There cannot be a single answer to this question which would be entirely correct. Different theoretical approaches to psychology will yield different explanations. This is evident from the other answers in this question (some which you provided) which all stem from different theoretical accounts:
- Evolutionary Psychology: Species evolving around water
- Developmental Psychology: Prenatal development in womb
- Sensory and Perception Psychology: White noise account
- Behaviorism, specifically Classical Conditioning: We develop a learnt association between the sound of water and relaxation.
- A prediction based on a cognitive science approach is less clear in my opinion. It would likely stem from a combination of sensory arguments (white noise) and from neural networks of association.
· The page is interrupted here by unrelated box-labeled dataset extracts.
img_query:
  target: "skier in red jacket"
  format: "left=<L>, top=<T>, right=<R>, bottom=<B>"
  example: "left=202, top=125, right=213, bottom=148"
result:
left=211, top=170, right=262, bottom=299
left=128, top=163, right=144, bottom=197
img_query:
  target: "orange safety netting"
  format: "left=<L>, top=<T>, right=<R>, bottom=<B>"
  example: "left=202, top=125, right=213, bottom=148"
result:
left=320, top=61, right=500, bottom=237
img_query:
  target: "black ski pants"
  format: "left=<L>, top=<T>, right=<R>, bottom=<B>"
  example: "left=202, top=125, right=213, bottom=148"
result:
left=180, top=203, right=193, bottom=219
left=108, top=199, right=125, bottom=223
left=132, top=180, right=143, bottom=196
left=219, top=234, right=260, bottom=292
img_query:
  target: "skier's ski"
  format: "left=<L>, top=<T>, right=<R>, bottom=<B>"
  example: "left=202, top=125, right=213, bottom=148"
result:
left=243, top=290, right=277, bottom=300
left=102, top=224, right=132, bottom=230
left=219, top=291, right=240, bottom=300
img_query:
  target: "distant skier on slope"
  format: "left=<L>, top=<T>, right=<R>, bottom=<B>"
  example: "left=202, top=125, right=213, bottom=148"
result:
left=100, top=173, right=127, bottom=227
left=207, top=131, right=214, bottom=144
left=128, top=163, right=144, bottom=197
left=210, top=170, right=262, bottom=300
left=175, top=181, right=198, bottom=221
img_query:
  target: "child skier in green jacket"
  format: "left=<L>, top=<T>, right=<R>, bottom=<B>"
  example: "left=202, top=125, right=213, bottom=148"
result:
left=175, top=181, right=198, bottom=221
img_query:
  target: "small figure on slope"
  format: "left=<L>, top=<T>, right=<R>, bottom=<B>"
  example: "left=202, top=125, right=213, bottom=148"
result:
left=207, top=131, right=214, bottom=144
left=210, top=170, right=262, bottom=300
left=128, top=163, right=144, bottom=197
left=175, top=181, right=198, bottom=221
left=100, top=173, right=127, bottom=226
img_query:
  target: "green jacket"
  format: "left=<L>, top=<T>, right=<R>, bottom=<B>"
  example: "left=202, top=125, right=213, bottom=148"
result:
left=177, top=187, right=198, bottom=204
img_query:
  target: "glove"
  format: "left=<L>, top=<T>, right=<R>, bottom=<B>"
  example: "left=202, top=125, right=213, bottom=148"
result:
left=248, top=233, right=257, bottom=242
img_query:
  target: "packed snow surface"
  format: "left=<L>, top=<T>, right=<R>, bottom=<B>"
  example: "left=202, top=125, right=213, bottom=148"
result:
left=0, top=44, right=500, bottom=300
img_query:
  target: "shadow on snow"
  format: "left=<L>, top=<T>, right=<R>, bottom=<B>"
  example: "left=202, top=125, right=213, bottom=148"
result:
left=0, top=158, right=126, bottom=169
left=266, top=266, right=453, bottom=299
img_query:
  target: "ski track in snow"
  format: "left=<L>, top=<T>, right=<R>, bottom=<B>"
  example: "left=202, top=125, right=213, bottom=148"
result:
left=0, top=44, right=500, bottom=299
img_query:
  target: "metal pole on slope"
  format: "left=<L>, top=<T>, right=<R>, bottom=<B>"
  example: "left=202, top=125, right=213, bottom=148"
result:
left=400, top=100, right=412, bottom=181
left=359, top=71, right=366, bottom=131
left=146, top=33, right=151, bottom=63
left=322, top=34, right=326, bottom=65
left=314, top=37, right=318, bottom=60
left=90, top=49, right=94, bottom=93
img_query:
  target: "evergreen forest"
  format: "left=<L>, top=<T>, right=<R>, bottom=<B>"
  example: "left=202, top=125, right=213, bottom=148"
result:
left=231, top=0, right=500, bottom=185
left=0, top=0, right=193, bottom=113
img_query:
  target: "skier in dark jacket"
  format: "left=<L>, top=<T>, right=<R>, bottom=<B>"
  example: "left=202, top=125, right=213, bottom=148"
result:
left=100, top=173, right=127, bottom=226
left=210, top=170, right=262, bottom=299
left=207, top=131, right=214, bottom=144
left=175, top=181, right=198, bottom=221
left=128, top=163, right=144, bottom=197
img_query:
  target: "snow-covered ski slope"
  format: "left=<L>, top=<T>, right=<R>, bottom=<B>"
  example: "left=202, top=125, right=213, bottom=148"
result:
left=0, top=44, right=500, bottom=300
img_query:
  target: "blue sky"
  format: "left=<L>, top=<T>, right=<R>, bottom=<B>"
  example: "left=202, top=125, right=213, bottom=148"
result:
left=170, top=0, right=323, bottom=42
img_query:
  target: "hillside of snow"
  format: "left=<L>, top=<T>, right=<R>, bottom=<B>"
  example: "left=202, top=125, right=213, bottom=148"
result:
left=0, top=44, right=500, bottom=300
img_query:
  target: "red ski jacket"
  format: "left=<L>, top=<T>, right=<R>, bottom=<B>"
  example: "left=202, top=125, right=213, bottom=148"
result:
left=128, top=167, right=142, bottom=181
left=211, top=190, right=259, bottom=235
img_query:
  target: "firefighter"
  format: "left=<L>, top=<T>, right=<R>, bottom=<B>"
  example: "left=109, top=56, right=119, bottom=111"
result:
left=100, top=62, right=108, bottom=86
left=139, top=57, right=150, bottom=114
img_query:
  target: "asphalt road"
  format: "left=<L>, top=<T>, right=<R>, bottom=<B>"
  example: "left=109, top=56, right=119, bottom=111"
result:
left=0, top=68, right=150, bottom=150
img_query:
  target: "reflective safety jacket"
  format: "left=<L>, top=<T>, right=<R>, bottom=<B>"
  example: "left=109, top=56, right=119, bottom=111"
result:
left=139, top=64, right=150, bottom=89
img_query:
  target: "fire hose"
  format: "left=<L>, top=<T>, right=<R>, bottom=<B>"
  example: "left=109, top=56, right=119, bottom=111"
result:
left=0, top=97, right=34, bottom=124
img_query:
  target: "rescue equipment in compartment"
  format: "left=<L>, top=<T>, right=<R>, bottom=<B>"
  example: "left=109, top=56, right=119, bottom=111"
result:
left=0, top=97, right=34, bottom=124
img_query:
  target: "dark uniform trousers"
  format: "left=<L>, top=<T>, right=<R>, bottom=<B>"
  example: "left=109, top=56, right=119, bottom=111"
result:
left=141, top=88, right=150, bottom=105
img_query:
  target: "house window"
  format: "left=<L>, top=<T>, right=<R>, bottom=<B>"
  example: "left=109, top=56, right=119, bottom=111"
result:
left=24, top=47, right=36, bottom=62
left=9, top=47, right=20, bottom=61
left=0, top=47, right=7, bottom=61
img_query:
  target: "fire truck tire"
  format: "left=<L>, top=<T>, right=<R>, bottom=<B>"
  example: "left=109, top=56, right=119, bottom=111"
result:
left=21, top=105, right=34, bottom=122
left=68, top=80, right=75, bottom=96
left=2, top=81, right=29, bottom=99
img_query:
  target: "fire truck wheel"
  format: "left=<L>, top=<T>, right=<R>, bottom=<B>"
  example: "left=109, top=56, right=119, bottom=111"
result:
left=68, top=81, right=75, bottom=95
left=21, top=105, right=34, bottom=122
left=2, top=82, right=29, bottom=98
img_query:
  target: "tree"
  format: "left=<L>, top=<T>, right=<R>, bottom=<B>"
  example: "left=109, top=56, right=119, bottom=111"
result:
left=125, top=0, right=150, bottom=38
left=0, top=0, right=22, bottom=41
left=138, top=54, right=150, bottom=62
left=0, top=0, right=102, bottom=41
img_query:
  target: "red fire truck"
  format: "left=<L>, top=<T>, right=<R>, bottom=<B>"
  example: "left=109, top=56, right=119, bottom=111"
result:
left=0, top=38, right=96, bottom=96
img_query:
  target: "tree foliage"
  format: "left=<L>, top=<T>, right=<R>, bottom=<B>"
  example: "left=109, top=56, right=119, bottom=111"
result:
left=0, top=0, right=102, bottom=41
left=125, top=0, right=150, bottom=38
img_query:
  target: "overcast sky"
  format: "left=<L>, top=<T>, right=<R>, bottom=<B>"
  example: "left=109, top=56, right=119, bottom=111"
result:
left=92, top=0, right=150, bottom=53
Why do we see so many different accounts for the same phenomena? Firstly, it is difficult to produce a falsifiable explanation for why such a perverse qualitative effect exists. In order for any given explanation to be scientifically valid, it has to be able to be tested. The explanations provided so far do not generate meaningful hypotheses which we can test using experimental studies. Therefore, it is difficult to form a single model accounting for why we find water sounds relaxing. Consequently, we see a range of explanations with little evidence for any of them (they are all just untested just-so stories). Note, even some of the better responses, such as this one (linked above), do not provide falsifiable or testable answers.
A second reason we see such variation could be that there is no simple answer. The "true" answer probably will draw upon a wide range of reasons for this phenomena. In this way, perhaps the best explanation at this point is that there are a variety of reasons why certain individuals find water sounds relaxing (those aforementioned). Although perhaps not the most satisfying conclusion - it is likely the most accurate.
I felt the need to respond to this question given it's recent bump with a poor response.